In the absence of more robust, permanent supportive housing units, I propose that there is no other intervention that could have a more significant impact on ED care for the homeless than implementation of ED-based housing navigators. Consider the recent case of a patient in our emergency department.
Terry’s Story
It was 2 a.m. and 2°F outside in Boston. We were about to discharge Terry (whose name was changed for this story) from our department for the second time in 24 hours. Terry was homeless, and this was our routine all winter last year, especially when it was too cold for him to sleep under a highway overpass or in shop doorways downtown. Many times, he was drunk, and so we monitored him until he was sober enough to walk out. Other times, he concocted medical issues that needed to be urgently evaluated, excuses that he (and we) knew would keep him in our emergency department safe and warm, at least for a few hours.

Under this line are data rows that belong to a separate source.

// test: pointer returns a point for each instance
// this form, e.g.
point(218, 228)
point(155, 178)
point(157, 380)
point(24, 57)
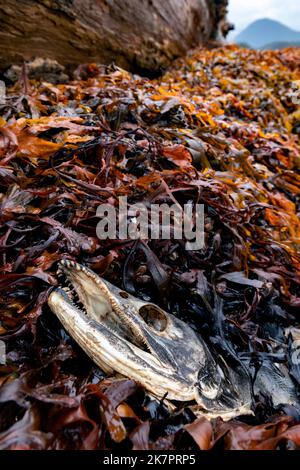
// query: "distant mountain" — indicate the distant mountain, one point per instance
point(280, 45)
point(265, 32)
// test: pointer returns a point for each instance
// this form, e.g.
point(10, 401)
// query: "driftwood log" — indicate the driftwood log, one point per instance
point(140, 35)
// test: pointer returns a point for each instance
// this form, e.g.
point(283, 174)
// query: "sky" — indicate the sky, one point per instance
point(244, 12)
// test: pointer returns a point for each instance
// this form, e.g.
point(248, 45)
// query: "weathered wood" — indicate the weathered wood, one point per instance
point(135, 34)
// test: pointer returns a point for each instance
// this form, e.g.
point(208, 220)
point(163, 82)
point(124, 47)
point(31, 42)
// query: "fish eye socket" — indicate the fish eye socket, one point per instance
point(154, 317)
point(123, 294)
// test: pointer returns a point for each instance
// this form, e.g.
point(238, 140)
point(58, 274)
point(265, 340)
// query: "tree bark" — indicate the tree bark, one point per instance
point(140, 35)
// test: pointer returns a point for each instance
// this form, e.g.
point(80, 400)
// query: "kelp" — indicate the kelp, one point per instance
point(219, 128)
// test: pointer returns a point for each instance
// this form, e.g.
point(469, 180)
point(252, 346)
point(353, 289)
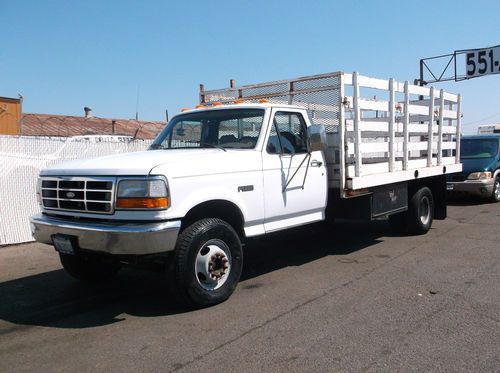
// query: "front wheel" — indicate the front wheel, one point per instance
point(207, 263)
point(88, 268)
point(495, 196)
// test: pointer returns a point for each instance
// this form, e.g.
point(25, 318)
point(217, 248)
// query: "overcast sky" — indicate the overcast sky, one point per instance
point(116, 56)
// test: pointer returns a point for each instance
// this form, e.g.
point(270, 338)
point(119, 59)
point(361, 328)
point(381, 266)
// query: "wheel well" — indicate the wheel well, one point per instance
point(221, 209)
point(437, 185)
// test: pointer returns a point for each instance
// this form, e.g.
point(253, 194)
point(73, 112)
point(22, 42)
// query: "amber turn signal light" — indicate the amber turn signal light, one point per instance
point(142, 203)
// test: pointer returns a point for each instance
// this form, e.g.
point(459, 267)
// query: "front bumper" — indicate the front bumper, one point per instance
point(482, 188)
point(112, 238)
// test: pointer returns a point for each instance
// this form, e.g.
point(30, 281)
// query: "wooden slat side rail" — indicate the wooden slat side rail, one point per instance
point(357, 118)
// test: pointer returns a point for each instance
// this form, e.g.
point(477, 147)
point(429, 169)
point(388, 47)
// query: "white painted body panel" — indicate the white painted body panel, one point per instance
point(195, 176)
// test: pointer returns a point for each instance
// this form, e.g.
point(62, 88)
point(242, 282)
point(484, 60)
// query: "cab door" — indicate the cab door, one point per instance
point(295, 181)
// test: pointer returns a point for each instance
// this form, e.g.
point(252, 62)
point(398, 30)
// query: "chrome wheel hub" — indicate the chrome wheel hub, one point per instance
point(213, 264)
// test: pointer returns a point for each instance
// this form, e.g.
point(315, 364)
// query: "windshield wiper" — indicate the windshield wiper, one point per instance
point(213, 146)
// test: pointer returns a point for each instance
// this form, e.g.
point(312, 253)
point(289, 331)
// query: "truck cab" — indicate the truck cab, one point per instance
point(480, 157)
point(219, 173)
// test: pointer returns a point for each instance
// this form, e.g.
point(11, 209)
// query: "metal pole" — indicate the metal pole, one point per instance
point(421, 78)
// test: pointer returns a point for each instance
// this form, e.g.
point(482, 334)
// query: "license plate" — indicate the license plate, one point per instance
point(64, 244)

That night, my colleague was the provider caring for Terry. I showed her a list I’d been given of high utilizers of emergency services (and yes, the term “frequent flier” is derogatory). This list contained the top 50 homeless utilizers of the city’s emergency services, their housing status, and where they were on the path to being placed in city housing.
It is remarkable that the city even has such a list. But the city’s major problem? Due to the nature of homelessness, it has trouble simply locating these patients. A colleague who worked for the Department of Public Health thought that, as an emergency physician, I might be able to keep an eye out for patients on this list who presented to the emergency department. This particular list is one of nearly a dozen distinct housing lists that create a disconnected and complex patchwork of resources that weaves together the housing system in Boston.
My colleague’s eyes fixed on the screen. There was Terry’s name. Not only did he already have a housing voucher assigned to him, he also had a city-owned apartment waiting for his arrival. He had never checked in.
Later during that shift, we contacted Terry’s case manager, and while he was in the hospital, preparations were made for him to move in. He was later discharged. To his new home.
Terry’s case was exceptional in that the stars aligned. He happened to have available housing and an effective outpatient case manager. But his case is not unique. There are patients who are in the same situation as Terry. Sadly, hospitals that see these patients are often kept in the dark.
Usually, hospitals simply discharge patients like Terry back to the streets with a list of shelters. We don’t fundamentally advance them on the pathway toward housing. I hear you asking, should we? My answer is yes.